Tony Hardie-Bick EMAIL HIDDEN
Sat Oct 8 17:32:37 CEST 2011


On 08/10/11 16:17, James Coplin wrote:
>> Words Are Not the reality ...
>
> I'm not so sure about this.  As much as I tend to war with the
> post-modernists (being decidedly modern myself which in the way academics
> works means I hopelessly old-fashioned) I think they are on to something
> with language and meaning.  We communicate and therefore make reality
> largely through language.  Not exclusively as we also convey realities
> through art like traditional fine arts, architecture, music, film, etc.
> However, each of these also have a language.  Some are more advanced
> including full blown grammars and rules others are decidedly softer but
> the communication requires some sort of a common palette of understanding
> if the transmitter and receiver are to exchange.  However, the exchange is
> never perfect.  The receiver always necessarily proscribes and defines
> their own realities based on the communication on their own terms.  If
> there is no commonality, the receiver will overlay meaning completely on
> their own terms.  This often leads to surprising results.  I'm thinking of
> things like the American architect Charles Greene and his appropriation
> and reinterpretation of Asian (main Japanese) motifs into some of the most
> amazing homes ever (in my opinion).

Another example is the creation of reggae, which was at least partially the 
result of listening to barely audible american music broadcasts, and 
(re)creating a style of music that was imagined already to exist.

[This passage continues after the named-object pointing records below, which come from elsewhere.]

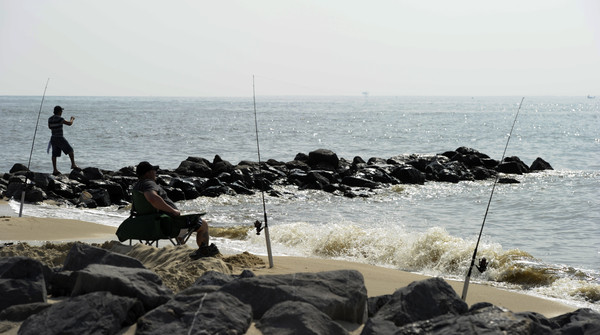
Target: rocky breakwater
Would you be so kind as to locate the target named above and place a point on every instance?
(321, 169)
(106, 291)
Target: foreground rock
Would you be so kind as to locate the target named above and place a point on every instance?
(321, 169)
(225, 303)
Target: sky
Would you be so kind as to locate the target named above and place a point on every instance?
(308, 47)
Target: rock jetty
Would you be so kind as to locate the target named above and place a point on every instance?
(321, 169)
(105, 291)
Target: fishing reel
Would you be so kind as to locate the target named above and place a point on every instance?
(258, 226)
(482, 265)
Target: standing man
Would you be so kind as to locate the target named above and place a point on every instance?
(58, 141)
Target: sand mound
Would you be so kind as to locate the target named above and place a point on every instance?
(171, 263)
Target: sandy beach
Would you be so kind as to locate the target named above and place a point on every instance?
(378, 280)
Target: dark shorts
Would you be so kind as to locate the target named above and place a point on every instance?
(60, 144)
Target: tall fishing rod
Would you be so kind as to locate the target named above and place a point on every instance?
(31, 152)
(483, 263)
(257, 224)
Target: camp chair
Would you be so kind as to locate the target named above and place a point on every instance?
(149, 226)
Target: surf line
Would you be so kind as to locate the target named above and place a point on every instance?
(483, 262)
(31, 153)
(258, 224)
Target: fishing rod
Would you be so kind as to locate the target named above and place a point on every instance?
(257, 224)
(31, 153)
(483, 262)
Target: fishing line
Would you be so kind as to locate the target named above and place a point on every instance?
(483, 262)
(31, 153)
(262, 188)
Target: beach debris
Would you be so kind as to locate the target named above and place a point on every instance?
(105, 298)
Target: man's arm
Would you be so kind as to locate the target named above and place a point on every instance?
(68, 123)
(159, 203)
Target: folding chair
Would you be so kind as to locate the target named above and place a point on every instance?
(148, 226)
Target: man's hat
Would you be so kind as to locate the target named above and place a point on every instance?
(144, 167)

A phrase like "Words are Not the reality" seems to me a bit like saying the 
electro-chemical impulses transmitted between neurons are not the thought (nor 
the thought the thing it represents, and so on...), and by implication a 
recursion, suggesting a version of reality that is less matter and more 
symbolic, with no man or other creature a master or an island, except by the 
necessary illusion that enables us to relate to the world around us, seeing 
something that is creative, and thereby a mirror of our own unknowable natures.